The “Astronomical Medicine” project bridged two very different areas of science by exploiting commonality between medical imaging and astronomy. Both fields are heavily dependent in multi-dimensional imaging. Both use extra dimensions of imaging (multiple wavelengths or modalities) to detect relevant features. And both fields identify and extract those features from the raw imaging data, allowing them to be further analyzed and visualized.

In 2009, the group published their results, “A role for self-gravity at multiple length scales in the process of star formation”4 in the journal Nature. As an electronic supplement to the journal, a 3D PDF file provided an interactive view of the figures in the paper. This figure was labeled with markers that identified the relevant structures.

These lessons have helped shape the approach taken by the Open Anatomy Project. Open Anatomy was designed with applications beyond anatomy atlases, like astronomy, in mind.
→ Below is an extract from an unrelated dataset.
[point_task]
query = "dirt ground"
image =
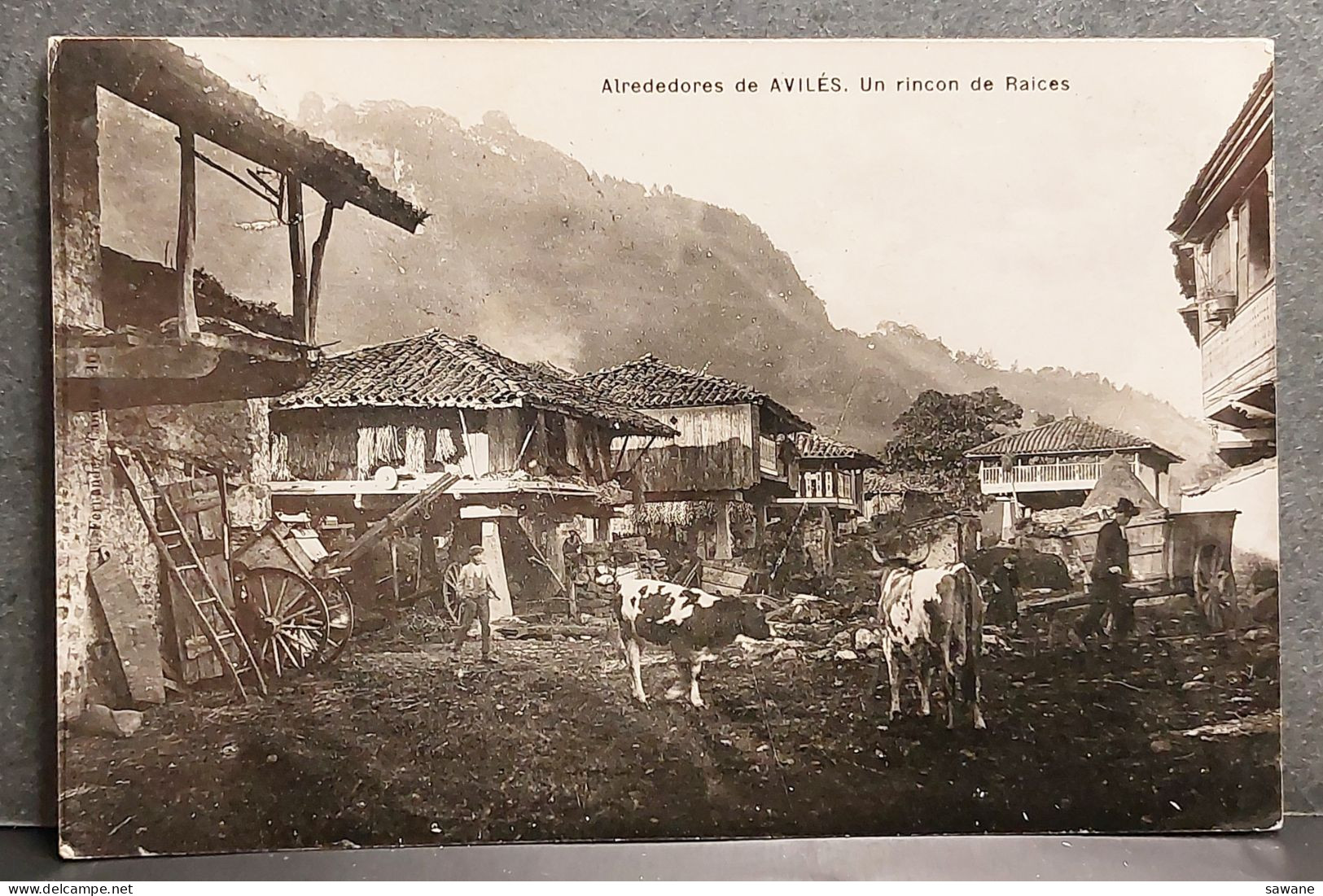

Based on our interdisciplinary work with the CfA and other groups, we have created a data format that can used in the broad range of imaging applications that identify locations or regions of interest in imaging data or geometry. Our format doesn’t specify a particular file format for storing images, so it can be compatible with medical standards such as DICOM or NIfTI as well as astronomy’s FITS files. It is also compatible with different metadata vocabularies for labeling features or regions used in different fields.

The Surgical Planning Lab’s interdisciplinary history has provided the Open Anatomy Project an excellent foundation for future applications outside of anatomy atlases. Our goal is to enable researchers to publish their own structured image data like the Astronomical Medicine’s figure from Nature, along with the underlying data, in a web browser for anyone to explore. We hope to apply our tools to other imaging areas including microscopy and remote sensing.